Mashed

I am, admittedly, both a snob and an alcoholic. Given the two, most people assume I must like scotch.

But, in truth, I’ve never really been a fan. In part because taking scotch too seriously as a twenty-something always strikes me as effortful, effete. And, in part, because I’m just not a fan of the way it tastes.

Still, every gentleman needs something to drink off the rocks, to sip neat. So, for years, I’ve been making my way through golden-brown beverage choices, looking for one to call my own.

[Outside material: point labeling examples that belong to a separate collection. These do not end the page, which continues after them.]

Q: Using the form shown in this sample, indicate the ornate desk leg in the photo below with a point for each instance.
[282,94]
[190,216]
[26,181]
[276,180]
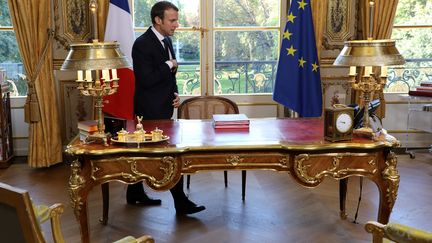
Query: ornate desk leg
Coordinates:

I came close with cognac – but soon found even low-end choices to be prohibitively expensive across a drink-filled night about town. Barrel-aged rum, too, seemed a near fit, until I discovered the percentage of bars that stock nothing beyond Bacardi – acceptable on the rocks as a fifth drink of the evening, though less so as a first.

A month or so back, however, I discovered a definitive answer – one already sitting in my liquor cabinet.

Colin and I were six or seven hours into a late-night editing session, synching sound for Underground, staring at monitors full of Final Cut until our eyes had long since glazed. My liquor supplies having dwindled dangerously low, and in deference to Colin’s Kentucky roots, I pulled down from the back of the cabinet a bottle of Woodford Reserve – a bottle I’d received as a gift, and had left unopened for a year and change, knowing that I don’t like bourbon.

Or, rather, believing that I don’t like bourbon. Because, it turns out, I do. A lot. Some more than others – Woodford or Makers Mark seeming much more to my taste than, say, Knob Creek.

I haven’t yet had time to sample the wide array of base-level consumer choices, much less to test out the slew of high-end options. Still, I’m already sure bourbon is it – is my drink. It tastes right. It tastes like coming home.